First data in experimental animals ranging in size from pigs to mice provide proof-of-principle that the demonstrated advantages of LUS in the clinical setting can be directly translated to the preclinical scenario, in that LUS in experimental settings is feasible and allows for an accurate, non-invasive detection of pulmonary edema. While these pioneering studies highlight the promise of LUS for preclinical research, further development of the technique is required to make it broadly applicable as a routine measurement in cardiopulmonary labs around the world. To this end, scoring systems such as the mouse LUS score developed by Villalba-Orero and colleagues will have to be refined, optimized and standardized (Villalba-Orero et al. 2017).

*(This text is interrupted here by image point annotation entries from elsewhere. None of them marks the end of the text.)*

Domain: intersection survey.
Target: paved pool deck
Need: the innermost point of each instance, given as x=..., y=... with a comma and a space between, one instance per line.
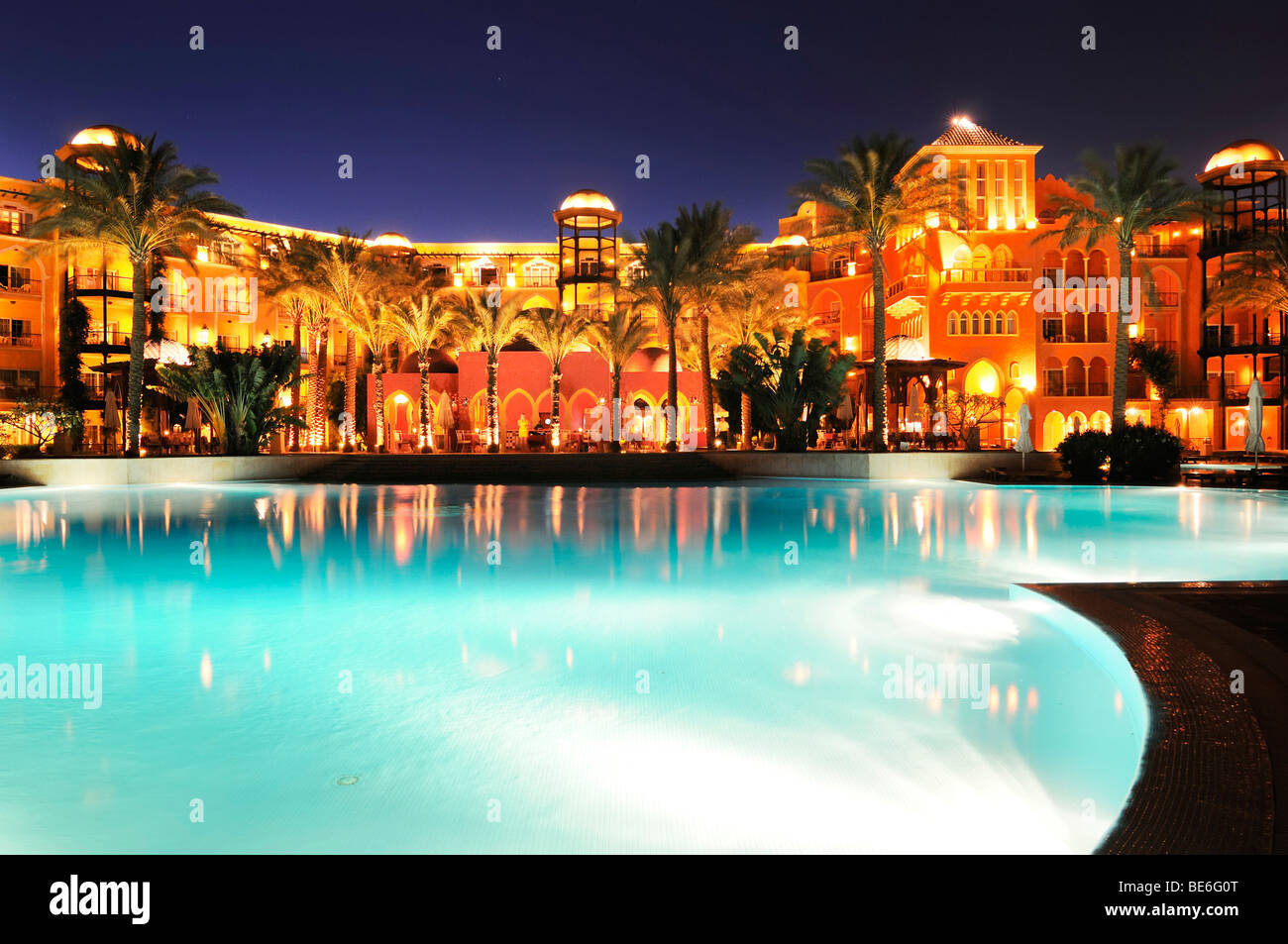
x=1214, y=756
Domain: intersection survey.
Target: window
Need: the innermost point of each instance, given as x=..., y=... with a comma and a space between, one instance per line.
x=13, y=220
x=1021, y=209
x=16, y=278
x=539, y=273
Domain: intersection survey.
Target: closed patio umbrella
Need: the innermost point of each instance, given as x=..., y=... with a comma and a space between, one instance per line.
x=1022, y=442
x=1253, y=442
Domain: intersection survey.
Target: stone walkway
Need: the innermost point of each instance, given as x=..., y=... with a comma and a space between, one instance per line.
x=1214, y=756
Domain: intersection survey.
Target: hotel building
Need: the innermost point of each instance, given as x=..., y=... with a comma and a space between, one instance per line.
x=960, y=296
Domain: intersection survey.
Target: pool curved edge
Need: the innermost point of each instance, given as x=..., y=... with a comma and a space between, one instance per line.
x=1210, y=794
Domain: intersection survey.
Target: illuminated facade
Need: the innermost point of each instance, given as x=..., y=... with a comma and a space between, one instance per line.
x=964, y=296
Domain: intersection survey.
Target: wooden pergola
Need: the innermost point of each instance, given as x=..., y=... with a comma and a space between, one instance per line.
x=930, y=373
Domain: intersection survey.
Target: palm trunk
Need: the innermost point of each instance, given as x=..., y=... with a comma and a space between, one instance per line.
x=351, y=386
x=879, y=394
x=294, y=432
x=426, y=433
x=673, y=390
x=317, y=390
x=492, y=420
x=1119, y=416
x=708, y=407
x=554, y=410
x=138, y=335
x=614, y=398
x=378, y=378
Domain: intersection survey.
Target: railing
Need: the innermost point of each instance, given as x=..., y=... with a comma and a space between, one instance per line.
x=99, y=281
x=112, y=336
x=1159, y=252
x=906, y=284
x=16, y=283
x=971, y=275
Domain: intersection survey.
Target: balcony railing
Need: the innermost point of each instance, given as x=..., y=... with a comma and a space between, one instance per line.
x=112, y=336
x=977, y=275
x=99, y=281
x=909, y=283
x=1159, y=252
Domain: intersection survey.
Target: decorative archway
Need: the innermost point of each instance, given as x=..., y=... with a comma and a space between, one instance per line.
x=1052, y=430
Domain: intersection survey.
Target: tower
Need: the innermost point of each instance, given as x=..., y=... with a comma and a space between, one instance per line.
x=588, y=254
x=1248, y=181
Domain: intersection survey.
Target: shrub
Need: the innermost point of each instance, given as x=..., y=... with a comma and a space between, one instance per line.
x=1144, y=454
x=1083, y=454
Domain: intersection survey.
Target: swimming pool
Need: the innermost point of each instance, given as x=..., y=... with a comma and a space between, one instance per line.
x=562, y=669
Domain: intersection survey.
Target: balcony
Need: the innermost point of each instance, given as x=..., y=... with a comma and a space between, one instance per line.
x=1159, y=252
x=906, y=295
x=111, y=283
x=986, y=275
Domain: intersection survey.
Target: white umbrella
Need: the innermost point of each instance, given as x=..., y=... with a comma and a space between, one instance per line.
x=1253, y=442
x=1024, y=442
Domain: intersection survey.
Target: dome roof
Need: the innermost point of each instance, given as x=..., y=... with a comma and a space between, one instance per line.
x=1243, y=153
x=587, y=200
x=903, y=348
x=103, y=134
x=391, y=240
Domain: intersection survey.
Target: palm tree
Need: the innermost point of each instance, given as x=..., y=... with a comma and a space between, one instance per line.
x=286, y=281
x=1137, y=193
x=877, y=185
x=555, y=334
x=347, y=278
x=617, y=340
x=373, y=326
x=713, y=265
x=132, y=196
x=752, y=307
x=424, y=327
x=488, y=321
x=664, y=257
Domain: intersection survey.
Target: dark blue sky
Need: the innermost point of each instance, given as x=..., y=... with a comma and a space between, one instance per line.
x=454, y=142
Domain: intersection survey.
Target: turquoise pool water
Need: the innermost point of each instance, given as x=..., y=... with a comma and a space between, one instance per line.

Ideally, scoring systems should be developed that are easily applicable in different labs, different diseases and different species allowing for direct comparison of data between models and groups. Automated scoring systems such as the computer-assisted gray-scale analysis by Corradi and coworkers may help to eliminate interobserver variability and further speed up image analysis and interpretation (Corradi et al. 2013). In echocardiographic imaging, automated scoring systems in small animals have proven particularly beneficial for investigators with yet limited training in ultrasound imaging (Grune et al. 2019a). Finally, standard operating procedures for LUS imaging and scoring need to be developed and rigorously tested in a multicenter trial for accuracy and intra- and interobserver variability.

LUS holds great promise and there can be little doubt that its successful implementation into the clinics will soon be reproduced by a similar surge in applications in animal research. At present, LUS in preclinical research is only at the beginning, but—as Plato says—the beginning is the most important part of any work (Plato n.d.).